All treatments were associated with a reduction in depressive symptoms, with a 35% remission rate by week 26. Overall improvement was well within ranges reported in efficacy trials. On average, treatment effects of the different interventions straddled the same range, but moderation analyses revealed that BDI scores dropped faster in the first 16 weeks in patients who received CT alone than patients who received CT and pharmacotherapy, a pattern not found in patients who received IPT (with or without pharmacotherapy).

LIMITATIONS

Limitations consist of a modest sample size, choice of treatment was made by participants which may have been influenced by many sources, and the absence of a non-active control group.

CONCLUSIONS

This study supports the effectiveness of empirically-supported antidepressant treatments selected by patients in routine settings, and provides an indication that speed of therapeutic response may vary amongst treatments.

摘要

背景

在实际临床实践中,经验支持的治疗重度抑郁症的效果如何,以及患者如何在这些治疗方法中进行选择,这方面仍然存在争议。我们在自然环境中检查了认知疗法(CT)、人际心理治疗(IPT)和心理治疗-药物治疗联合(PHT)在急性阶段的有效性,允许患者选择自己的治疗方法。

方法

本研究比较了在二级护理情绪障碍诊所的 174 名重度抑郁症患者中接受 CT(n=63)、IPT(n=56)、CT-PHT(n=34)和 IPT-PHT(n=21)治疗的情况。
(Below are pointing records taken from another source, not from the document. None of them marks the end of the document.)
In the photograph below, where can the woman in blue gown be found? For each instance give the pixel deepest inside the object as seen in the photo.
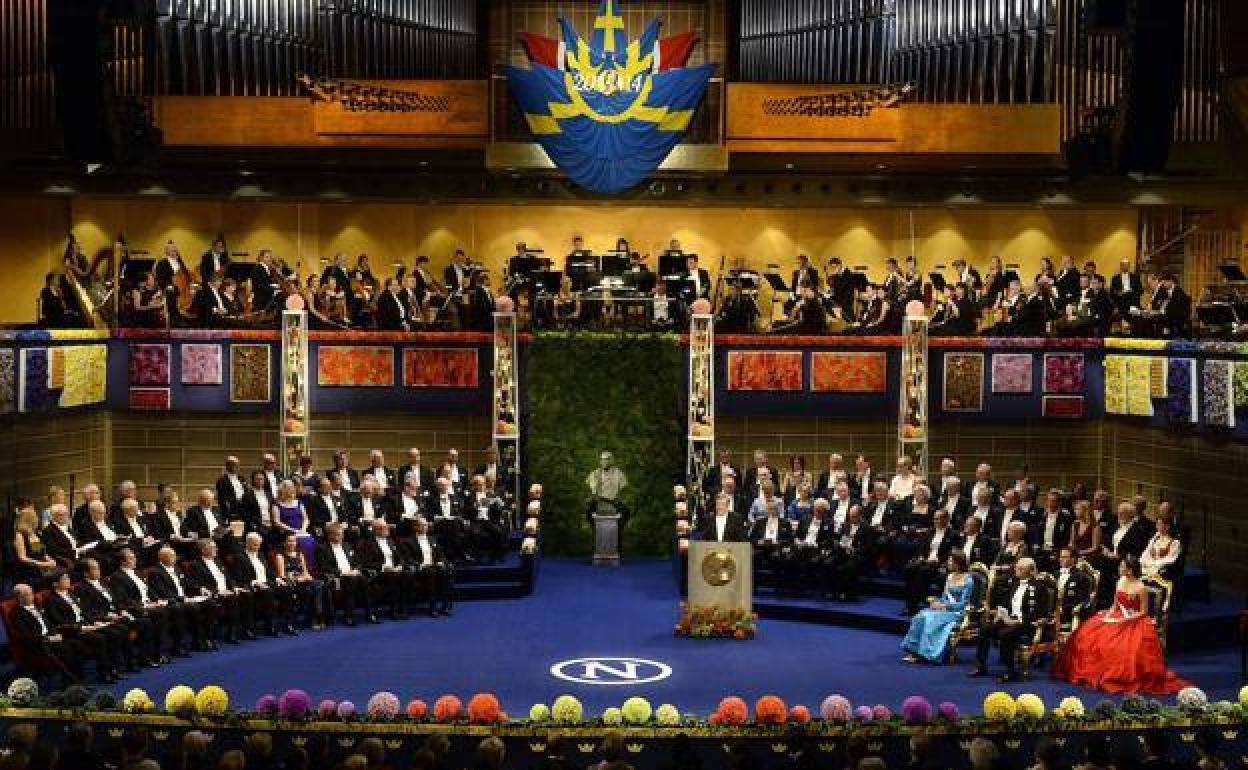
(930, 630)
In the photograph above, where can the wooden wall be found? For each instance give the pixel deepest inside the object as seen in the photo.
(388, 232)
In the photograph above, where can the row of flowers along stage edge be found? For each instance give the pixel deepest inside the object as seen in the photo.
(295, 709)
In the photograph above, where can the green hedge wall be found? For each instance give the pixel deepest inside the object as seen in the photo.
(587, 392)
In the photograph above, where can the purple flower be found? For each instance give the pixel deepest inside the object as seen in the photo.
(293, 704)
(267, 704)
(836, 708)
(916, 710)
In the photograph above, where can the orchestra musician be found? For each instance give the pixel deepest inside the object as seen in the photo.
(216, 260)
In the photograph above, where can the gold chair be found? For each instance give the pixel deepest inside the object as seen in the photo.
(1160, 592)
(967, 628)
(1045, 640)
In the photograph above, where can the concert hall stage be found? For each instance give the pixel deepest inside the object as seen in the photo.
(578, 612)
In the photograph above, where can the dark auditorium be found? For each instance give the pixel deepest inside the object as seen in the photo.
(623, 385)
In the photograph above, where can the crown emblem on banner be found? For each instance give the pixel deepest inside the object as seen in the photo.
(608, 110)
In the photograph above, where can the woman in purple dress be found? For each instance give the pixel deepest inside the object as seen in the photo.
(292, 518)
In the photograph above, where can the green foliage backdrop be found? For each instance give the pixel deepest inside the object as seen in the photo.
(588, 392)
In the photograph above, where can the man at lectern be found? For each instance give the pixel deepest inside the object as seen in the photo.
(605, 484)
(724, 526)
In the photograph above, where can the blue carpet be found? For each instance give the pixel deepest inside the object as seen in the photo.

患者的偏好而不是随机化决定了治疗的选择。贝克抑郁量表第二版(BDI)是主要的结果变量。排除标准很宽松。

结果

所有治疗都与抑郁症状的减轻有关,到第 26 周时缓解率达到 35%。整体改善范围在疗效试验报告的范围内。平均而言,不同干预措施的治疗效果都在相同范围内,但调节分析显示,仅接受 CT 的患者在第 16 周前的 BDI 评分下降速度比同时接受 CT 和药物治疗的患者更快,而接受 IPT(无论是否接受药物治疗)的患者则没有这种模式。

局限性

局限性包括样本量不大、治疗选择是由参与者做出的,这可能受到许多因素的影响,以及缺乏非活动对照组。

结论

这项研究支持了在常规环境中由患者选择的经验支持的抗抑郁治疗方法的有效性,并表明治疗反应的速度可能在治疗方法之间有所不同。